Tax-Free Spinoff

What Is a Tax-Free Spinoff?

A tax-free spinoff refers to a corporate action in which a publicly traded company spins off one of its business units as an entirely new company without tax implications. This type of transaction is deemed to be "tax-free" because the parent company is still able to divest the business it wants to separate from, but the company does not incur capital gains tax on the divestiture, which would be the case in an outright sale of the business unit to another company.

This can be contrasted with a taxable spinoff.

Key Takeaways

  • A tax-free spinoff is when a corporation carves out and separates part of its business as a new standalone entity, but the separation does not subject the parent firm to paying taxes.
  • The first method of conducting a tax-free spinoff is for the parent company to distribute shares in the new spinoff to existing shareholders in direct proportion to their equity interest in the parent.
  • The second method is for the parent company to offer existing shareholders the option to exchange their shares in the parent company for an equal proportion of shares in the spinoff company.

How Tax-Free Spinoffs Work

A spinoff occurs when a parent corporation separates part of its business to create a new business subsidiary and distributes shares of the new entity to its current shareholders. If a parent corporation distributes stock of a subsidiary to its shareholders, the distribution is generally taxable as a dividend to the shareholder.

In addition, the parent corporation is taxed on the built-in gain (the amount the asset has appreciated) in the stock of the subsidiary. Section 355 of the Internal Revenue Code (IRC) provides an exemption to these distribution rules, allowing a corporation to spin off or distribute shares of a subsidiary in a transaction that is tax-free to both shareholders and the parent company.

There are typically two ways that a company can undertake a tax-free spinoff of a business unit. In either case, the spun-off company or subsidiary becomes its own publicly traded corporation with its own ticker symbol, board of directors, management team, etc.

First, a company can choose to simply distribute all the shares (or at least 80%) of the spun-off company to existing shareholders on a pro rata basis, instead of outright selling the subsidiary to another. For example, if an investor-owned 3% of ABC corporation and ABC was spinning off XYZ corporation, s/he would receive 3% of the shares issues for XYZ.

Secondly, a company may choose to undertake the spinoff by issuing an exchange offer to current shareholders. With this method, current shareholders are given the option to exchange shares of the parent company for an equal stock position in the spun-off company or to maintain their existing stock position in the parent company. The shareholders are free to choose whichever company they believe offers the best potential return on investment (ROI) going forward.

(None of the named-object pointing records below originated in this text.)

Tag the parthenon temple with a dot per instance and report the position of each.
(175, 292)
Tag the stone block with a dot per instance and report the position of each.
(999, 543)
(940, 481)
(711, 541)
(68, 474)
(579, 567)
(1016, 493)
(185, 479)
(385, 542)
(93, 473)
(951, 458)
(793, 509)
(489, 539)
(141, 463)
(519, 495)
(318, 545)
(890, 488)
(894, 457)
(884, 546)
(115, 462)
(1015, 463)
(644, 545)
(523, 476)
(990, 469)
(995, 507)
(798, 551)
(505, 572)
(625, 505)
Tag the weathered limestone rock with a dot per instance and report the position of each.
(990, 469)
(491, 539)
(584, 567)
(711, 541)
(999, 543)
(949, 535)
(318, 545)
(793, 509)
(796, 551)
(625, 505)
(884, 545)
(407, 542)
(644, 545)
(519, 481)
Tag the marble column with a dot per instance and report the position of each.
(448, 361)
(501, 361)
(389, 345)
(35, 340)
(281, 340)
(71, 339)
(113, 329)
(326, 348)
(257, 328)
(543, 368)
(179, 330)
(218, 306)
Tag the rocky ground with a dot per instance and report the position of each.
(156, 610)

This second method of creating a tax-free spinoff is sometimes referred to as a split-off to distinguish it from the first method.

Taxable vs. Tax-Free Spinoffs

The difference between a tax-free spinoff and a taxable spinoff is that a taxable spinoff results if the spinoff is done by means of an outright sale of the subsidiary company or division of the parent company. Another company or an individual might purchase the subsidiary or division or it might be sold through an initial public offering (IPO).

The manner in which a parent company structures the spinoff and divests itself of a subsidiary or division determines whether the spinoff is taxable or tax-free. The taxable status of a spinoff is governed by Internal Revenue Code (IRC) Section 355. The majority of spinoffs are tax-free, meeting the Section 355 requirements for tax exemption because the parent company and its shareholders do not recognize taxable capital gains.

While a company's first responsibility in determining how to conduct a spinoff is its own continued financial viability, its secondary legal obligation is to act in the best interests of its shareholders. Since the parent company and its shareholders may be subject to sizable capital gains taxes if the spinoff is considered taxable, the inclination of companies is to structure a spinoff so that it is tax-free.

There are any number of reasons why a company might wish to spin off a subsidiary company or division, ranging from the idea that the spinoff can be more profitable as a separate entity to the need to divest the company to avoid antitrust issues. There are detailed requirements in IRC section 355 that go beyond the basic spinoff structure outlined above. Spinoffs can be quite complicated, especially if the transfer of debt is involved. Shareholders may, in that case, wish to seek legal counsel on the possible tax consequences of a proposed spinoff.